Between the departure of former CEO Brendan Iribe and Oculus’ recent focus on standalone VR headsets like the Oculus Go and the forthcoming Oculus Quest, it sort of felt like the company’s PC roots were being left behind.
But Oculus promised it was working on a successor to the original Rift from 2016, so here it is: the Oculus Rift S. And it’s sort of underwhelming.
I’m not saying the Rift S isn’t an upgrade over its three-year-old counterpart. But compared to a lot of other tethered VR headsets, it feels like Oculus could have done more.
Compared to the 2160 x 1200 resolution on the original Rift, the S features a new 2560 x 1440 screen based on an OLED panel instead of a traditional LCD display.
However, compared to headsets like the HP Reverb which sport per eye resolutions of 1440 x 1600 and 2160 x 2160 respectively, the Rift S’ per eye resolution of 1280 x 1440 falls a bit short.

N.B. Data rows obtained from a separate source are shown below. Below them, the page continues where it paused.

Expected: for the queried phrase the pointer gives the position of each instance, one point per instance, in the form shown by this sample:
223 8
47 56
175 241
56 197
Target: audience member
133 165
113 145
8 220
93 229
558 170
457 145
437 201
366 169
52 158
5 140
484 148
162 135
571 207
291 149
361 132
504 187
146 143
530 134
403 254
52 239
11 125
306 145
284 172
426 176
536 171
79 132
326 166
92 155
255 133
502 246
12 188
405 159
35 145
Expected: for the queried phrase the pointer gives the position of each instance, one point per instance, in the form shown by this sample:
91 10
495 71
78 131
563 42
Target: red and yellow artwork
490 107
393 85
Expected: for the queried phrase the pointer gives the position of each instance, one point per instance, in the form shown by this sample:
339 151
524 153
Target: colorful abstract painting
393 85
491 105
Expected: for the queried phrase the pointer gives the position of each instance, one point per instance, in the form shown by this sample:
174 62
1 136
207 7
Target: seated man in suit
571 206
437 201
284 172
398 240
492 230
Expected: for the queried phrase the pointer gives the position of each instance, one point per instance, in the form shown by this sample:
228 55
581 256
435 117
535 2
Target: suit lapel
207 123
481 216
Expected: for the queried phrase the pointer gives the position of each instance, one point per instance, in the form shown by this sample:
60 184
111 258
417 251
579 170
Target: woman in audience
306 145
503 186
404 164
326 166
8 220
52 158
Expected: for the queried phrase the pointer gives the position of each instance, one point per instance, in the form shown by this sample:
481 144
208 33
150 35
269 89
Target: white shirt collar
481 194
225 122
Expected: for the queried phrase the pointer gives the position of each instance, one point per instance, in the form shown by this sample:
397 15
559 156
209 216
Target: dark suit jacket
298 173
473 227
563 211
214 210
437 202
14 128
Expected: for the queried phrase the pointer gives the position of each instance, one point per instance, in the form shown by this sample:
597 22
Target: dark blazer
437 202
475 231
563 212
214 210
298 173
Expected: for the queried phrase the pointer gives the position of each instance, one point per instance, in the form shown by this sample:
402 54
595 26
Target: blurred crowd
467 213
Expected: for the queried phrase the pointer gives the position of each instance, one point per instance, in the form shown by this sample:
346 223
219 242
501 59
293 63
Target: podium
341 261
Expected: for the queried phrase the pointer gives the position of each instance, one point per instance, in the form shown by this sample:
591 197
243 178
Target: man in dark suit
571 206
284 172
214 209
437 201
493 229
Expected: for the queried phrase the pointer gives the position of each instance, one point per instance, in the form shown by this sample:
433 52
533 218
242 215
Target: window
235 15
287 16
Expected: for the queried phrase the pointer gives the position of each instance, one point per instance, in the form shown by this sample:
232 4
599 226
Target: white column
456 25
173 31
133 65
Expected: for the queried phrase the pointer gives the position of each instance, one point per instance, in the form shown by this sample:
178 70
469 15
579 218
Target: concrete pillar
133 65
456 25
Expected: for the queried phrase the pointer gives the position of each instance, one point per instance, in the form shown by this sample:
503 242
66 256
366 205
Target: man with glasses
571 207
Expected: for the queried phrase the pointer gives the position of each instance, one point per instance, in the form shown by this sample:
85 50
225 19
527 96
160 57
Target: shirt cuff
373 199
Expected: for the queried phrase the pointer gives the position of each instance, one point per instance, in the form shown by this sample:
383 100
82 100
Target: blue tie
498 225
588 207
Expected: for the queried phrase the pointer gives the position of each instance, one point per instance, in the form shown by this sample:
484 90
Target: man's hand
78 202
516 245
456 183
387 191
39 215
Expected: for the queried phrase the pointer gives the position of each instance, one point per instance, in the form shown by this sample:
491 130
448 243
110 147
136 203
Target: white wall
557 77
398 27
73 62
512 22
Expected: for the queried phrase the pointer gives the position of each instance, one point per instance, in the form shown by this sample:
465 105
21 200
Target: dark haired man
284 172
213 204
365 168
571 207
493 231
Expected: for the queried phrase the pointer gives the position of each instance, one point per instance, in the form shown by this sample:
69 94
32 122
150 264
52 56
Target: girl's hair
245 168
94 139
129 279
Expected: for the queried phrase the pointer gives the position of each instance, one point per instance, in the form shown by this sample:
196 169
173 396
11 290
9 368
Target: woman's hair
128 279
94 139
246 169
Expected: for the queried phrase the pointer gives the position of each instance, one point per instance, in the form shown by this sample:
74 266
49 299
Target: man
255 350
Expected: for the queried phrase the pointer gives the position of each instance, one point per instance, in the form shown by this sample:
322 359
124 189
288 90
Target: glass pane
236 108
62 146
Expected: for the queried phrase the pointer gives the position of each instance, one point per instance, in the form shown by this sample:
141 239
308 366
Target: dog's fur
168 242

Additionally, the new screen on the Rift S also features a slightly lower 80Hz refresh rate than the 90Hz screen used on the original Rift. Now it’s possible that a difference of 10Hz might not make a huge difference, but a higher refresh rate is one method VR headset makers use to reduce potential motion sickness, which means people more susceptible to VR-induced nausea could run into issues when using the Rift S. It’s unclear why Oculus decided to go this route, but it’s possible the designers just think they can get away with it and cut costs.

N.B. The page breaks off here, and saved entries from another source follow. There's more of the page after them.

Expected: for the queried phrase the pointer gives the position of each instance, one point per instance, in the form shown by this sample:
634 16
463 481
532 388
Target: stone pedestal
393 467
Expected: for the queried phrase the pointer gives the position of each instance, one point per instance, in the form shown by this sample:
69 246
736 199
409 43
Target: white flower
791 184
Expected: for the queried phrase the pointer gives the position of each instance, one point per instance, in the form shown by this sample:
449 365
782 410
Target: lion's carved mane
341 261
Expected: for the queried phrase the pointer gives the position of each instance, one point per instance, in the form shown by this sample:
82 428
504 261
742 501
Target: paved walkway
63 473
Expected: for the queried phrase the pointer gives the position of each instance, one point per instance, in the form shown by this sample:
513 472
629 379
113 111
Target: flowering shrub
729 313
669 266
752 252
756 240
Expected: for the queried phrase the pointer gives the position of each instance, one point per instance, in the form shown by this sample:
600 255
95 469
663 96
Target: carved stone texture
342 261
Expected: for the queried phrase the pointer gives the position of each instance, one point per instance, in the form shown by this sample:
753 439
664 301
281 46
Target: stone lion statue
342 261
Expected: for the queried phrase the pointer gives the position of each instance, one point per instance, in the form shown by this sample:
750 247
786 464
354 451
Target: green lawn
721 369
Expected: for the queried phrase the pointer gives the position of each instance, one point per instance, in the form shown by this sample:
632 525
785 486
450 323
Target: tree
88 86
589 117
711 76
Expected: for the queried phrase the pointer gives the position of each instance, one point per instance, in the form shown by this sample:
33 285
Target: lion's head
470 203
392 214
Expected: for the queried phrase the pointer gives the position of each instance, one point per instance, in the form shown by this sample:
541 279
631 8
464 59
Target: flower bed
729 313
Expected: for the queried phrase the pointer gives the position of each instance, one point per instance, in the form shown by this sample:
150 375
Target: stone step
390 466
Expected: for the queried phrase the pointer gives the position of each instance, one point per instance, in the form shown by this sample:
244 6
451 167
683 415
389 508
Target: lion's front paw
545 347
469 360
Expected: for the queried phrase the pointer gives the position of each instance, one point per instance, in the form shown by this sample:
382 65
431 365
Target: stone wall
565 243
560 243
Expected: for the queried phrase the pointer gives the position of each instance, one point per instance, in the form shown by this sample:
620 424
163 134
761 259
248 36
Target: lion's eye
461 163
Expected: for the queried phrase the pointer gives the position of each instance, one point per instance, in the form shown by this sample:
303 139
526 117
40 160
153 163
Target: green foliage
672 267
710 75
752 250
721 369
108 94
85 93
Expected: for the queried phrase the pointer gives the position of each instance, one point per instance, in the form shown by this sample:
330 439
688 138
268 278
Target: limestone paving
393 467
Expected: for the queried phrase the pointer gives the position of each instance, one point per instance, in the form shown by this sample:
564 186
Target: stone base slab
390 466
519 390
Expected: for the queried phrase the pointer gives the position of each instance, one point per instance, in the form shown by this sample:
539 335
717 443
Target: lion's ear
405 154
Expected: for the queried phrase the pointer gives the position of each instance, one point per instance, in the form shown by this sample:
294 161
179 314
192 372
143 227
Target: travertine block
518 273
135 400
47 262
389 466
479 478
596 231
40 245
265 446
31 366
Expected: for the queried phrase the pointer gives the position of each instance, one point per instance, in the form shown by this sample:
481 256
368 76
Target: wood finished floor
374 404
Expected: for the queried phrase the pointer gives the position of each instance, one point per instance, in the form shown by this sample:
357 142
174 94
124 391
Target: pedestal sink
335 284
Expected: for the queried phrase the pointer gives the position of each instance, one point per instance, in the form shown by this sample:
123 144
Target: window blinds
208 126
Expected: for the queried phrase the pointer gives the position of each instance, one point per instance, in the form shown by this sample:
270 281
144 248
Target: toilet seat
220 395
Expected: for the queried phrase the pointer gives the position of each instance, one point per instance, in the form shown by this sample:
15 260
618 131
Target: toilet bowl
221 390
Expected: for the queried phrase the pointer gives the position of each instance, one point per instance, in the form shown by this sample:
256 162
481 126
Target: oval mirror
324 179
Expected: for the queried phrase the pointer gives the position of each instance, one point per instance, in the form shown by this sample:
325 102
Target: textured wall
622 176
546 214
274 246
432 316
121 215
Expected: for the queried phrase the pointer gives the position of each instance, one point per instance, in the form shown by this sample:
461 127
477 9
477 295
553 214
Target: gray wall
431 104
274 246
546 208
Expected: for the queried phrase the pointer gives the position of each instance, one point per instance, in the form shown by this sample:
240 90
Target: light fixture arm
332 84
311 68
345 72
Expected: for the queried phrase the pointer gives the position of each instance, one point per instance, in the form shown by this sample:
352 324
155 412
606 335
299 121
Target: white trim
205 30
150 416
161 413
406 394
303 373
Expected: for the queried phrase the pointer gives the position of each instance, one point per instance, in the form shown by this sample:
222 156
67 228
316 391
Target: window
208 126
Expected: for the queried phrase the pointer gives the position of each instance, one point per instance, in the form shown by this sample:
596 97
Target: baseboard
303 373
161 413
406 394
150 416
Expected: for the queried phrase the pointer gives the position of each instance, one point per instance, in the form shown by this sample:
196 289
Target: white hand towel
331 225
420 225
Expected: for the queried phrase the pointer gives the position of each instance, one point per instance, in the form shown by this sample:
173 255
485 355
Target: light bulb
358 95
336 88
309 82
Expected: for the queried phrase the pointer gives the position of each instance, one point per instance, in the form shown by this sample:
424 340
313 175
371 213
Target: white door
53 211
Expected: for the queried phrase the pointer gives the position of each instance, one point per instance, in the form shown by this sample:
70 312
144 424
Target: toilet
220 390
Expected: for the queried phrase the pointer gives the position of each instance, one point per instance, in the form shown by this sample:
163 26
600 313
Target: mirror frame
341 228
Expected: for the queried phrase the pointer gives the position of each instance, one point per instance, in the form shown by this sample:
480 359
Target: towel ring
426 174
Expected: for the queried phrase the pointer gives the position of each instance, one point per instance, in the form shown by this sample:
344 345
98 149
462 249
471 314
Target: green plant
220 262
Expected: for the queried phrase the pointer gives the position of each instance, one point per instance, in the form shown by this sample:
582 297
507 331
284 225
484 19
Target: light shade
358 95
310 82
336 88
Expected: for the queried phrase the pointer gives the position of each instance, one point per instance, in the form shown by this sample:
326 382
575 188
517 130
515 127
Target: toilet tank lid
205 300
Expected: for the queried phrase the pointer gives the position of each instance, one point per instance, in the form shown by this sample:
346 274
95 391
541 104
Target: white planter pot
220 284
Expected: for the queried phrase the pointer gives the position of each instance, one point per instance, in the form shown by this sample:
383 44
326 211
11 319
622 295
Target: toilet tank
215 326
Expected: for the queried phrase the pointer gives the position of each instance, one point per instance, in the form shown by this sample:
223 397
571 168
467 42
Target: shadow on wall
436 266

Thankfully, like the Oculus Go, the Rift S comes with a new type of lens that helps reduce the flared “god rays” that was often an issue on Oculus’ first-gen headset. And thanks to some help from Lenovo, Oculus claims the Rift S will be more comfortable as well, due to improved weight distribution, better light blocking, and a redesigned Halo headband similar to what you get on the PSVR and HP Reverb.
The Rift S also sports built-in audio using speakers integrated into the headset, though if you want, you can still hook up your own headphones using the headset’s included 3.5mm jack. One thing you won’t find on the Rift S though is a dial to adjust interpupillary distance, as Oculus has opted to let users tweak the headset’s optics in software.

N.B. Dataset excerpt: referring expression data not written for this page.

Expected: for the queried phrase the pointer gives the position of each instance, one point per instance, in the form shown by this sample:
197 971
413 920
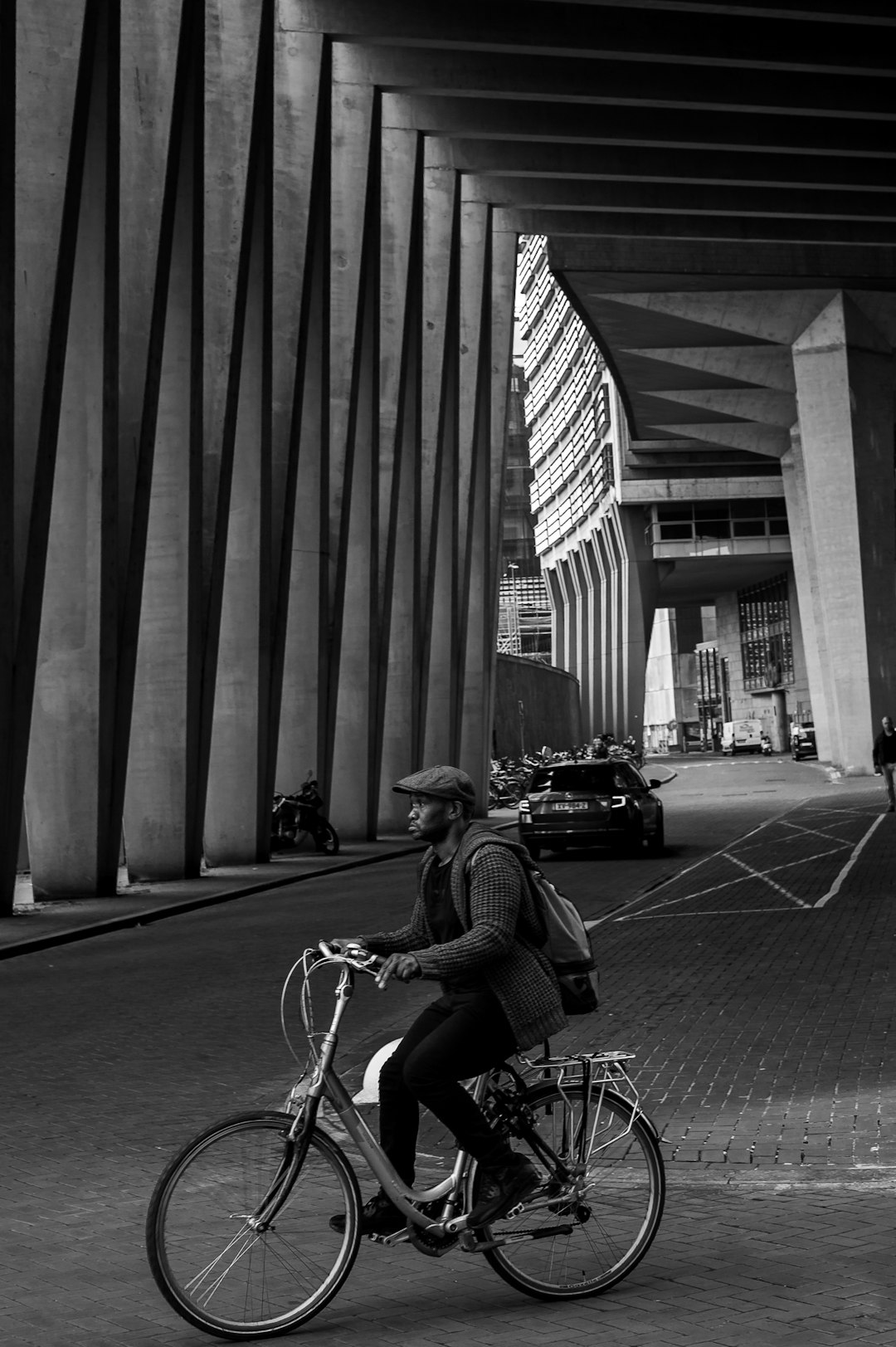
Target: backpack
567 943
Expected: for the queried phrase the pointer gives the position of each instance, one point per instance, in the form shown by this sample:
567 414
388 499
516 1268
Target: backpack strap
533 921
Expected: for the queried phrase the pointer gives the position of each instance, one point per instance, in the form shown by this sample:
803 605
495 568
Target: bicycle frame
326 1085
609 1068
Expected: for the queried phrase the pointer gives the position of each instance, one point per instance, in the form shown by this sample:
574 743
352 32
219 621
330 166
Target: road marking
835 886
763 876
829 837
708 912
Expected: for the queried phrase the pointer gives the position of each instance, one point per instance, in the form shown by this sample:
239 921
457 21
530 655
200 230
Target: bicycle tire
239 1282
613 1222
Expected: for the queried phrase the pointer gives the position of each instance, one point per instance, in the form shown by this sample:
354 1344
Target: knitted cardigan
501 935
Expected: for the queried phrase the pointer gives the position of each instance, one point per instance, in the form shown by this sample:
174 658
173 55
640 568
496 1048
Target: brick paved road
760 1025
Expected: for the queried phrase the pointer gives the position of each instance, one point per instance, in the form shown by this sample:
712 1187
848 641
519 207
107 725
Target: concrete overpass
255 326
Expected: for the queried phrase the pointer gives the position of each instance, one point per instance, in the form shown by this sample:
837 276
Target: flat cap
449 783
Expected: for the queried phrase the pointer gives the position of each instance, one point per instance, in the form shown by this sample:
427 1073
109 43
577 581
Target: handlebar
353 954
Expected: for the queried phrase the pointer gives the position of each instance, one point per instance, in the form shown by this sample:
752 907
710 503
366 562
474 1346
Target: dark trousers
455 1037
889 768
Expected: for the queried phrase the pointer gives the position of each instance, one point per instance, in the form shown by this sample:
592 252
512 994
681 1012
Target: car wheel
634 839
656 843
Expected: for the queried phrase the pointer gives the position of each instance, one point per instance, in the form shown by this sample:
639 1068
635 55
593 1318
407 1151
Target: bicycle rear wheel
222 1275
604 1225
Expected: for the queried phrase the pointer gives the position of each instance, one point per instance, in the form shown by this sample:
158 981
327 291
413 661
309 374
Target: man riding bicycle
475 927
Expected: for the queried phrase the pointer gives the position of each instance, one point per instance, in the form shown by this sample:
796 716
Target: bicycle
237 1230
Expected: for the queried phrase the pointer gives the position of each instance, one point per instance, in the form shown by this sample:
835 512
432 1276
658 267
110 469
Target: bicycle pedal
390 1241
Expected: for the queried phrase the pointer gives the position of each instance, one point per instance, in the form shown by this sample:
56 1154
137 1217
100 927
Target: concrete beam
666 224
576 158
766 207
721 261
632 128
606 30
608 78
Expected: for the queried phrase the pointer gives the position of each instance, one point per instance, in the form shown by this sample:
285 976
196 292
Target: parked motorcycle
298 817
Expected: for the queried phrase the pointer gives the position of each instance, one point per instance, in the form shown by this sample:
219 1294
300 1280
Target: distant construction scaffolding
524 616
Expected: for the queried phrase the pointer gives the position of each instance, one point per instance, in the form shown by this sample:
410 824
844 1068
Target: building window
767 648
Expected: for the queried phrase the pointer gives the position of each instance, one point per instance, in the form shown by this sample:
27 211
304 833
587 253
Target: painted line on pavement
835 886
763 876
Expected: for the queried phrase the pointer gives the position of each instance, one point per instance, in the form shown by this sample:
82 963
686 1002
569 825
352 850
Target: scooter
298 815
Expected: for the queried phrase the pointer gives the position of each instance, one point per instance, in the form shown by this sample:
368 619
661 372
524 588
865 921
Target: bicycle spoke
263 1279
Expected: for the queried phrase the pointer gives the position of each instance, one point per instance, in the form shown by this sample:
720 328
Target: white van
742 737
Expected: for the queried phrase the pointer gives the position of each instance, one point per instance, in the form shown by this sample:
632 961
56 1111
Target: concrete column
582 670
161 837
611 560
353 449
475 490
779 729
438 460
64 814
601 711
302 720
504 246
298 205
235 826
845 400
806 578
401 287
592 690
640 590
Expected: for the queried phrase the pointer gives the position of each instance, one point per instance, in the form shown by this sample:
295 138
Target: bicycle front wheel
587 1234
218 1271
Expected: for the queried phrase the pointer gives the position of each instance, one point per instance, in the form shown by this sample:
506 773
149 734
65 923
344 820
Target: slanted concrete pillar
233 832
637 596
807 593
845 400
77 644
399 363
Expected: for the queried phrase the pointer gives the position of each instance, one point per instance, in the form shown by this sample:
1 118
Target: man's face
431 817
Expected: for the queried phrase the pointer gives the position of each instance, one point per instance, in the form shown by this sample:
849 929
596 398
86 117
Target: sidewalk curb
175 908
32 944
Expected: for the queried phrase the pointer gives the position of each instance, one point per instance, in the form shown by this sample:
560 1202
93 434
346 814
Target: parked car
743 737
802 743
591 803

But the Rift S’s biggest upgrade is the inclusion of five cameras built into the headset: Two in front, one on either side, and one up top. That means you won’t need Oculus’ sensors anymore to achieve room-scale VR, as the headset will be able to track your movements by looking at the room directly.
Those cameras also help power what Oculus calls its Passthrough+ tech, which lets you use the cameras to see the outside world in “stereo-correct” computer vision inside the headset.
While what you see will only be in black and white, Passthrough+ offers the added benefit of letting you see the outside world anytime it senses you are about to go out of bounds, so you don’t bump into a wall. Or you can just use the feature to see and then grab a drink between levels of your favourite VR game.
And despite the Rift S using a different solution for tracking your surroundings, Oculus says the Rift S shares the same core platform experience and will be able to play and access all the same games as the original Rift, both now and in the future.
What’s a bit perplexing is that most of these improvements are centered around convenience, which is nice. But, these upgrades don’t really add any new features to Oculus’ VR capabilities.
There’s no eye-tracking or talk of foveated rendering, and the bump in resolution is very modest. And the only change to the controllers was moving the tracking ring slightly so that the cameras on the Rift S could see them better.
So if you’re looking to replace your old Rift or thinking about getting into VR for the first time, the Rift S should be a friendlier option. Hopefully, we’ll know more after we get a chance to check it out in person.